Inderdaad. Je bent ook coördinerend minister van Emancipatie. Wat is je beleid om die krachten in de Nederlandse samenleving te beheersen?

“Laat ik beginnen met dat de kerngedachte van diversiteit en aandacht voor iedereen in de samenleving begint met het besef dat een heleboel groepen in de samenleving in onze collectieve blinde vlek zitten en hebben gezeten, die niet de rol krijgen die ze verdienen en niet gewoon zichzelf kunnen zijn. We komen van ver en we hebben nog een lange weg te gaan naar een fundamenteel gelijkwaardige en rechtvaardige samenleving.”

“De discussie die je schetst rondom diversiteit gaat over de eigenheid van mensen. Mensen voelen zich persoonlijk aangesproken en dat is ook het verschil met andere discussies. Het gaat vaak over onszelf. Dat roept een hoop emoties op. Zeker in het onderwijs, met veel jonge mensen die zo vaak een veel betere antenne hebben voor wat er mis is in de samenleving. Ik heb geleerd dat doelgroepen aanspreken in een passende taal en met aandacht en respect voor waar zij zich bevinden ook de meest effectieve manier is om die, in mijn ogen uiteindelijk onvermijdelijke verandering door te zetten. In bepaalde christelijke kringen ligt de discussie rond lhbtiq+ op sommige aspecten moeilijk. Maar het helpt om samen in gesprek gaan vanuit een gemeenschappelijke waarde, naastenliefde bijvoorbeeld.”

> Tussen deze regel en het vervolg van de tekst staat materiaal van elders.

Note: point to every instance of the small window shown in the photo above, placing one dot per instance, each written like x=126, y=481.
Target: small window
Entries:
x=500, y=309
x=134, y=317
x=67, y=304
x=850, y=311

“We willen naar een samenleving waar iedereen zich vrij kan voelen. Ik spreek ook liever over expansie dan inclusie. Bij inclusie moeten groepen zich vaak in de bestaande samenleving invechten, maar bij expansie verandert de samenleving zelf. De samenleving schept ruimte voor ondervertegenwoordigde en achtergestelde groeperingen.”